Is it fair to villify the bankers?

'The week that shook the world' is the modest term being used by one of my favourite online publications, 'The First Post', to describe this week's events starting with the collapse of Lehman Brothers Investment Bank. The economic turmoil and mass panic that has ensued has inevitably led the press, hungry for the 'goodies and baddies' formula that sells their papers by the dozen, to pin the blame on whoever they hastily declare to be guilty within minutes of the news breaking. No prizes for guessing who they decided to pick on.

Will Self of the Evening Standard, for example, said: "All you bankers have had your fat years. Now get ready for some very thin ones."

Alice Miles wrote in The Times of "compensations in watching the comeuppance of the hubristic and the avaricious".

Now, anybody who knows me also knows that I'm not in the business of painting multi-millionaire investment bankers as an innocent and victimised minority. Indeed I must confess that when I first saw the pictures of all the newly unemployed brokers on the front of the papers, I reacted with a distinct sense of schadenfreude rather than the compassion my better judgement mandates of me.

I also agree that the corruption, greed and complaceny that has poisoned the City over the last couple of decades, following its rise to pre-eminence during the Thatcher years, is predominantly to blame for this crisis.

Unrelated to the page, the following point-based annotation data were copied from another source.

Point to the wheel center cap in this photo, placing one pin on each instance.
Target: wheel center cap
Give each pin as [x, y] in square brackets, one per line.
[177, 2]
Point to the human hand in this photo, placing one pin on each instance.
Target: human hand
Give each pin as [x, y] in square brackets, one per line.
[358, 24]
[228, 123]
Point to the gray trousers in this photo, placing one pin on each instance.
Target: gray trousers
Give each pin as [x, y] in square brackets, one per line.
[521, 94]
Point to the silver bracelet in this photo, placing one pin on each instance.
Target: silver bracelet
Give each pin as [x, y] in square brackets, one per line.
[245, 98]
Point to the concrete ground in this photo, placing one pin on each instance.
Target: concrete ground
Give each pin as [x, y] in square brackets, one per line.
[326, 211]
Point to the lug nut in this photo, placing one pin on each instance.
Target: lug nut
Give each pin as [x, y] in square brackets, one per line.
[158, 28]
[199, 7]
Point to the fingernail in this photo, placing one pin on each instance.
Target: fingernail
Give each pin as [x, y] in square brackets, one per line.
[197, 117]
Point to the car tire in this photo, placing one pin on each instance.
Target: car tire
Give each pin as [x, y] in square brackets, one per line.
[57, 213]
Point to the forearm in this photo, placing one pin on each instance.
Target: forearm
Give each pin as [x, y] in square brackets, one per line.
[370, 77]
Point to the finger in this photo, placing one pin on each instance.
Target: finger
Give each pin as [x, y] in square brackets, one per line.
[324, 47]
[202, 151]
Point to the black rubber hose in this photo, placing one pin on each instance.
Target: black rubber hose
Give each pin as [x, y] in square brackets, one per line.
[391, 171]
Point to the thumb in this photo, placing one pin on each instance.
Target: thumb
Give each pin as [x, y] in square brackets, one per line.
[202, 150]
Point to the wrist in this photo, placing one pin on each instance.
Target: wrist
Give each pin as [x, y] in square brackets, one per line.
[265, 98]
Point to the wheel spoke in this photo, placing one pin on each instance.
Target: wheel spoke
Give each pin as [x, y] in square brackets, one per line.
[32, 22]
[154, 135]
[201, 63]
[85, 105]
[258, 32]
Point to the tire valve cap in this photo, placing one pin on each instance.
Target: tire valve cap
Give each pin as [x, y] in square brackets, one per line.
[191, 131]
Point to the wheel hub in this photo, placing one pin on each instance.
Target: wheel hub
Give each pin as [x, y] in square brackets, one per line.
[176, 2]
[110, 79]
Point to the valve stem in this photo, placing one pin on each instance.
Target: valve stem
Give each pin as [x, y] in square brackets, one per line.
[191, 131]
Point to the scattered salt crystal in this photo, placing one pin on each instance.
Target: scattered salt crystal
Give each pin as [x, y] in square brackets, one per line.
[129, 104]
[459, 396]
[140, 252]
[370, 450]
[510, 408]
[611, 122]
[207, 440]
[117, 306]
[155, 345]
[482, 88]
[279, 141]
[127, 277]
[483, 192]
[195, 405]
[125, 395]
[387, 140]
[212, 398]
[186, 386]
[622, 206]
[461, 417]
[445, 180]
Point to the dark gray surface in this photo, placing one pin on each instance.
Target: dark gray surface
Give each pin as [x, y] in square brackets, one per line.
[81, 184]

However, the sadist, self-righteous and personal nature of the media's attacks with their "Don't let the spivs destroy Britain" headlines has truly made me wince over the last few days.

This is not only because bankers are still people with families to feed and mortgages to pay(despite their many shortcomings)nor the fact that it is hard to deny that the success of the City is what kept this economy so strong for so long right up until the crash. Rather, it is because the last thing any of them were actually worried about when the story of the biggest crash since 1929 broke was the suffering that would be felt across the country as a result.

Where were these crusaders, apart from the odd legitimately concerned journalist, when the City's excesses led the nation's wealth gap to widen into a chasm, when the bankers - now villified by all - were paying less tax than their cleaners on their salaries and no tax on their bonuses, and when the rest of us were being hopelessly priced out of the housing market? There might have been a day's headlines to be sure, but nothing compared to the vitriol heaped on benefit 'scroungers', unruly youths and unwelcome immigrants that filled the tabloids' pages on a daily basis.

Those were the days when it might have been appropriate to pour scorn over the financial sector and even then it was the system and woeful lack of regulation that was to blame rather than the people themselves (not that I doubt that investment banks have had more than their fair share of sociopaths amongst their ranks). Now though, is the time to be getting behind those who have lost their jobs and their employers who have lost everything else. For should they continue to fall down the big black hole they admittedly dug for themselves, there is little doubt that the whole country will follow right behind.